The royalty/tax/lease/spill awards/tariff issues enumerated above diverted billions and billions of dollars from Alaska and Alaskans to the multi-nationals' bottom lines. After years and years of court battles, we did recover some royalty losses; the U.S. Supreme Court, after years and years of litigation, sided with us on separate accounting (though we never did revert to that higher revenue tax recipe); after years and years of waiting, we're seeking to take back the Pt. Thompson lease for not fulfilling lease terms, after years and years of waiting Exxon is appealing court awards to the U.S. Supreme Court, and after years and years of what now appears to be usurious TAPS tariffs we're pursuing adjustments and a potential recovery of losses.
But recovering ill-gotten gains from the multi-nationals doesn't mitigate the original behavior. In fact, it establishes a pattern--they will do whatever they think they can get away with for as long as they can get away with it. After all, when billions of dollars are at stake, why not? The only downside for them is they may have to pay us back if we persevere through years of litigation. Even if we do persevere, they may only have to pay back dimes on the dollar.
I'm not calling this past behavior on the part of major oil companies criminal. I don't believe it was right, but it probably wasn't criminal. But the multi-nationals' not right behavior ought not be forgotten as we try during this special session to fulfill our constitutional mandate to manage our commonly owned natural resources for the maximum benefit of Alaskans.
As we struggle this special session with oil tax changes that can turn us toward a raw deal or toward a fair deal, the philosophical fault lines are becoming clear.

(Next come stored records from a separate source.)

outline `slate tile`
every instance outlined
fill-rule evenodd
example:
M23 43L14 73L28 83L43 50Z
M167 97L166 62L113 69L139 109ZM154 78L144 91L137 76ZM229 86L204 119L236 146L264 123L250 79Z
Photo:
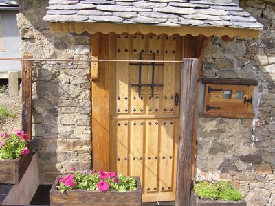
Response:
M165 8L153 8L154 12L159 12L162 13L168 13L174 14L195 14L197 12L193 8L181 8L179 9L178 7L174 7L168 5Z
M237 16L243 16L243 17L248 17L250 16L251 14L247 12L234 12L234 11L229 11L229 14Z
M258 22L252 23L252 22L240 22L240 21L231 21L231 23L239 27L245 28L263 28L263 25Z
M210 5L210 7L216 10L221 10L225 11L235 11L235 12L244 11L243 9L236 5L234 6Z
M142 16L138 16L136 18L131 18L131 21L140 23L164 23L167 21L166 19L161 19L161 18L149 18Z
M132 2L129 2L129 1L126 1L126 2L117 1L116 2L116 5L133 5L133 3Z
M208 4L208 5L236 5L235 4L231 3L220 3L219 1L197 1L197 0L191 0L189 1L191 3L196 3L196 4Z
M133 6L118 5L98 5L96 9L103 11L112 12L151 12L152 9L139 8Z
M47 11L47 14L60 14L60 15L72 15L76 14L78 10L50 10Z
M160 12L140 12L139 14L140 16L146 16L146 17L152 17L152 18L163 18L163 19L178 19L179 15L174 14L168 14Z
M94 3L94 4L116 4L113 1L107 0L80 0L82 3Z
M256 22L257 20L252 17L242 17L242 16L220 16L221 19L223 20L228 20L230 21L241 21L241 22Z
M204 21L198 19L188 19L180 17L179 19L170 19L170 21L175 23L180 23L182 25L198 26L204 24Z
M228 12L226 11L216 10L213 8L208 8L208 9L197 9L196 12L199 14L209 14L213 16L225 16L228 15Z
M211 20L206 20L204 21L206 23L212 25L215 25L217 27L228 27L228 26L232 26L232 24L229 22L228 21L211 21Z
M167 3L155 3L149 2L147 1L140 1L137 2L133 2L133 5L137 8L153 8L159 7L166 7Z
M169 2L169 5L178 6L178 7L187 7L187 8L209 8L210 6L206 4L195 4L190 3L183 2Z
M122 18L135 18L138 17L138 13L135 12L113 12L113 15Z
M83 16L110 16L113 14L113 12L105 12L102 11L98 11L96 10L80 10L78 13L78 15L83 15Z
M175 20L175 19L174 19ZM180 27L182 26L182 24L180 23L173 23L171 21L170 21L169 20L167 21L165 23L158 23L158 24L155 24L154 25L157 25L157 26L164 26L164 27Z
M96 21L113 23L122 23L124 21L123 18L115 16L90 16L90 19Z
M72 5L78 3L79 1L50 0L49 5Z
M46 8L48 10L68 10L91 9L94 8L96 8L96 5L92 3L80 3L74 5L50 5L48 7L46 7Z
M44 21L53 22L83 22L89 19L89 16L79 15L49 15L43 18Z
M212 16L208 14L197 14L195 15L182 15L182 17L188 19L201 19L201 20L212 20L212 21L219 21L221 20L221 18L217 16Z

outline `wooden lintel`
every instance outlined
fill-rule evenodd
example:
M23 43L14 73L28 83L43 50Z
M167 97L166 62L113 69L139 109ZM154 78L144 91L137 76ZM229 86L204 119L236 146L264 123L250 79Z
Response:
M50 26L52 32L76 32L78 34L81 34L84 32L87 32L90 34L96 34L97 32L109 34L110 32L115 32L119 34L124 32L129 34L137 33L148 34L153 33L156 35L166 34L169 36L178 34L182 36L187 34L191 34L193 36L203 34L205 36L214 35L217 37L222 37L223 36L234 37L239 36L241 38L251 36L254 38L258 38L260 32L259 30L243 28L195 26L172 27L152 26L144 24L118 24L110 23L51 23Z
M24 58L32 58L25 54ZM22 61L22 130L32 139L32 61Z
M191 192L192 139L196 106L199 59L184 58L182 69L175 205L190 205Z
M253 85L257 86L258 81L254 79L215 79L203 78L204 84L223 84L223 85Z
M202 118L230 118L230 119L252 119L255 117L253 113L201 113Z
M98 60L100 42L98 38L98 33L91 35L91 60ZM98 80L98 62L94 61L91 62L91 80L96 81Z

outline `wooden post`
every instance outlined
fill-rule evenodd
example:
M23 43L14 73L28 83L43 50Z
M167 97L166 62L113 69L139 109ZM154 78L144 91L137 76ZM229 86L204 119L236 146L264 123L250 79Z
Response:
M25 54L24 58L32 58ZM32 138L32 60L22 61L22 130Z
M179 115L175 205L189 206L192 177L192 144L196 106L199 59L184 58Z

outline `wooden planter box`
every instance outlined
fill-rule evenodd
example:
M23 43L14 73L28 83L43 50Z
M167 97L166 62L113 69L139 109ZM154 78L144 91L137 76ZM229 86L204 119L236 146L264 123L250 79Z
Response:
M28 148L30 153L15 159L0 160L0 183L18 184L32 159L32 142Z
M195 192L194 190L191 191L191 203L190 206L245 206L246 202L245 200L238 201L211 201L203 200L199 198L198 196Z
M141 205L142 190L140 178L135 177L138 183L135 190L120 192L118 191L89 191L73 190L61 193L56 189L59 184L58 176L50 190L51 205Z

All the independent consultants suggest we can raise taxes without jeopardizing investments that keep Alaska's existing and yet-to-be-found fields pumping far into the future. On the other side of that fault line, all the oil companies testify we should cut the taxes they pay or, failing that, we should freeze the existing taxes to better ensure their continued participation in our future.
I hope we listen to the independent consultants. They have no financial stake in this special session's outcome. If we listen and accept the premise there is room to raise taxes to maximize benefits to Alaskans and follow the constitutional mandate, the challenge quickly comes down to when does a fair deal for us become a raw deal for the oil companies?
I think the independent consultants, who have experience in oil regimes around the world working either with the industry or governments, can give us a good feel of what's fair--what's rational.
I don't think, given the royalty/tax/lease/spill
award/tariff experience over the last few decades, we should
let the oil companies deliver a tax plan for the state. That's
akin to asking a wolf to deliver us a rabbit.
About: Sen. Kim Elton (D) is a member of the Alaska Legislature representing Juneau.